ABSTRACT
An Analysis of Data Corruption in the Storage Stack
L. Bairavasundaram, G. Goodson, B. Schroeder, A. Arpaci-Dusseau, R. Arpaci-Dusseau.
6th Usenix Conference on File and Storage Technologies (FAST 2008).
An important threat to reliable storage of data is silent
data corruption. In order to develop suitable protection
mechanisms against data corruption, it is essential to understand
its characteristics. In this paper, we present the
first large-scale study of data corruption. We analyze corruption
instances recorded in production storage systems
containing a total of 1.53 million disk drives, over a period
of 41 months. We study three classes of corruption:
checksum mismatches, identity discrepancies, and parity
inconsistencies. We focus on checksum mismatches
since they occur the most.
We find more than 400,000 instances of checksum
mismatches over the 41-month period. We find many
interesting trends among these instances including: (i)

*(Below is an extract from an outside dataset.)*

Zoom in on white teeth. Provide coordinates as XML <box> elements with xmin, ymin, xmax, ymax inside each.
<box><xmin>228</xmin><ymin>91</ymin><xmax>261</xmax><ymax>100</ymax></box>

nearline disks (and their adapters) develop checksum
mismatches an order of magnitudemore often than enterprise
class disk drives, (ii) checksum mismatches within
the same disk are not independent events and they show
high spatial and temporal locality, and (iii) checksum
mismatches across different disks in the same storage
system are not independent. We use our observations to
derive lessons for corruption-proof system design.